Thanks to God for My Redeemer

A.L. Storm
August Ludvig Storm (1862-1914) – CyberHymnal

If you only know this hymn slightly, you probably know it for its rather baroque pairs. We’re to be thankful for prayers answered and requests denied, for pain and for pleasure, for roses and for their thorns. It’s hymnody as chiaroscuro.

For that reason, there are quite a few people for whom this is not a favorite hymn — or, at least, not an easy one to sing with much conviction. Those with a vacant seat at the Thanksgiving table, for example, might resent [A.L.] Storm and [Carl] Backstrom’s sentiments — particularly as they’re carried along [J.A.] Bultman’s rather bouncy melody. So I worry that — relatively easy as my life has been to this point — whatever I say here will sound trite to those in the midst of suffering.

But what I think the hymn actually teaches us here is that the shape of our thanks is not determined by our circumstances, or by our response to them. Thanks are given to the One who — for all people in all situations — is our strength, our rock, our fortress, and (yes) our redeemer: the one who is “worthy to be praised” (Ps 18:1-3).

And I’ll close with my best-loved hymn, also from the Swedish Pietist tradition:

Children of the Heavenly Father

“Though he giveth or he taketh / God his children ne’er forsaketh”

Ne’er? Truly? After all, even God’s own son felt forsaken by him.

And why would a Defender at whose will “Ev’ry foeman must surrender” leave undefended these his children?…

The hard part is that we take refuge in a God of paradox: he provides and deprives, such that in death there is life and in sorrow, grace. (See also “Day by Day” [also by Lina Sandell], in which we pray to “He whose heart is kind beyond all measure,” a Provider who gives “pain and pleasure” and mingles “toil with peace and rest.”)

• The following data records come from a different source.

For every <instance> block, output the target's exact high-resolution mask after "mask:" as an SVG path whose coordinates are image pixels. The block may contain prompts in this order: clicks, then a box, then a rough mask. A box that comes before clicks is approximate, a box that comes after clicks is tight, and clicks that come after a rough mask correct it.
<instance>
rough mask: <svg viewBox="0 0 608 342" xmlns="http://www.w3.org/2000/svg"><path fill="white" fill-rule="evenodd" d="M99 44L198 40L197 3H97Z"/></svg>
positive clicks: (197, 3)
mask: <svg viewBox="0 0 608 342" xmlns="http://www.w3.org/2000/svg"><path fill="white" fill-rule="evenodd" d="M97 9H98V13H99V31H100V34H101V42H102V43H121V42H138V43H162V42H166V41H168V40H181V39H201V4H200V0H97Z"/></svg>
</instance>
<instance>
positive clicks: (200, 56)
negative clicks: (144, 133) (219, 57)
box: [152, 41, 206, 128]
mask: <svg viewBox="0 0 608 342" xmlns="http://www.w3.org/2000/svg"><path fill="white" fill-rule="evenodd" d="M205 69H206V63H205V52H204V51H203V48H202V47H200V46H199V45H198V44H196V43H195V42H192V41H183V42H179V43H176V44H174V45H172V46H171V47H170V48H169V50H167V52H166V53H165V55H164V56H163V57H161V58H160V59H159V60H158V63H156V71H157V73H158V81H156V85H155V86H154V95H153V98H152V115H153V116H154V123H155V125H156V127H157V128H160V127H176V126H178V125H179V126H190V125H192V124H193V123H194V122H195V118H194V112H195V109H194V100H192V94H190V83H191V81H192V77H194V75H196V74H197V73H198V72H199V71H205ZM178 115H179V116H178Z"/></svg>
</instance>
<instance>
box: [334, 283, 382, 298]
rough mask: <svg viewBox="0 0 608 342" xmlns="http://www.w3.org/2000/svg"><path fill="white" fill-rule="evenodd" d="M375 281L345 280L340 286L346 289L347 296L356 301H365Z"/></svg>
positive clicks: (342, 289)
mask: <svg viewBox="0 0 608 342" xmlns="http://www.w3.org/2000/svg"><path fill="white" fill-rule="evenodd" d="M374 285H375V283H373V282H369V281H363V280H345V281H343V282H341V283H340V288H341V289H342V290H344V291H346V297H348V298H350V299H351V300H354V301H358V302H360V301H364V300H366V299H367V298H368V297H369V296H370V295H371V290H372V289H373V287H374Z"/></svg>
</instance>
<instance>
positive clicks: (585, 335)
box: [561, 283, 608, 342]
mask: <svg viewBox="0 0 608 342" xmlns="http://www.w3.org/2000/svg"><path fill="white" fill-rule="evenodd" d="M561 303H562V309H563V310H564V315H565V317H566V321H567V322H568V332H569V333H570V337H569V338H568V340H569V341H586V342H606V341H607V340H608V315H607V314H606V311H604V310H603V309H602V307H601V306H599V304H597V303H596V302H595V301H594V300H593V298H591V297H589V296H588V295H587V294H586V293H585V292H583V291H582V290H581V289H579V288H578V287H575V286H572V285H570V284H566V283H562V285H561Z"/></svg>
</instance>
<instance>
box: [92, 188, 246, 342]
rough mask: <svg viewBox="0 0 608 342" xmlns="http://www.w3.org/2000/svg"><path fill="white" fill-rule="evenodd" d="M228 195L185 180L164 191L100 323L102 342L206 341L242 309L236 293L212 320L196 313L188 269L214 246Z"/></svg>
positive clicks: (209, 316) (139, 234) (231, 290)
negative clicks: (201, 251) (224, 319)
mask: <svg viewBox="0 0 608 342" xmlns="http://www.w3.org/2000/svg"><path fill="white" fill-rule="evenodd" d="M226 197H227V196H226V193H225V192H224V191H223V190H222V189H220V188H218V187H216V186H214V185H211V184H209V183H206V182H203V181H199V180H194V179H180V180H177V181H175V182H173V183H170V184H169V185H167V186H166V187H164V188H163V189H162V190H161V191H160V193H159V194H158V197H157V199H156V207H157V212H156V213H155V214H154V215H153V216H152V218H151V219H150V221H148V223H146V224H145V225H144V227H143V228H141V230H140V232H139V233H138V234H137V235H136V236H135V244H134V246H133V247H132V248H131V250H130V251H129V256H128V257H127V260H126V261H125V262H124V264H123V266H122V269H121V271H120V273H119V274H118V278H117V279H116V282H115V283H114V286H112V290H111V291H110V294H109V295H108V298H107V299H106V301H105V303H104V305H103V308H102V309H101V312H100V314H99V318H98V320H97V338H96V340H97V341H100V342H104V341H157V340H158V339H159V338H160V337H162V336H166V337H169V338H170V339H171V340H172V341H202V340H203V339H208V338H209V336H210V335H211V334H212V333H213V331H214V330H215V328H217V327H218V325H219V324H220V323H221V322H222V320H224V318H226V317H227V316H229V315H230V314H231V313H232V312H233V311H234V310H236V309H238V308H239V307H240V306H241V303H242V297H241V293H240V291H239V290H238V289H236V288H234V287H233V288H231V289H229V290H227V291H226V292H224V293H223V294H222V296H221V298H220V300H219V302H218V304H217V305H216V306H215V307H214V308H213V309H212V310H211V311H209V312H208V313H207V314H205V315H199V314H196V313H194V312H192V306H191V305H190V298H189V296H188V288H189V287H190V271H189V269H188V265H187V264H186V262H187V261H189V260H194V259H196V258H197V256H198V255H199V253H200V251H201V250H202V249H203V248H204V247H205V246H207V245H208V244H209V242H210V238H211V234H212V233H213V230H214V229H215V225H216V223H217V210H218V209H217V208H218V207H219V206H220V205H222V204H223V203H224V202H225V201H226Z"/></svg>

(While visiting a local Lutheran church this past Sunday, this hymn happened to follow the sermon. Passing the peace a minute later, the nice old lady behind me asked if I was a seminary student. I said no and asked why she’d thought that. “Because you could sing all four verses of ‘Children of the Heavenly Father’ by heart,” she explained. “No,” I replied, “I’m just Swedish.”)


2 thoughts on “Three of My Favorite Un-Cheery Christian Songs

  1. I can sing all the verses to “A Mighty Fortress Is Our God”, most of them in German.

    As soon as I saw the title, I was going to comment that my favorite “un-cheery” hymn was “Bleak Midwinter”, so I’m glad to see it made your list.

    Might I also add “Come Ye Sinners” in the original minor key?

  2. To say this post makes me happy feels odd, somehow. But also being of Swedish descent, I know the latter two well. And all three are honest. I was thinking the other week about encouraging a worship service or two that was centered around lament. Then I read the winter Christian piece and now this. I am encouraged.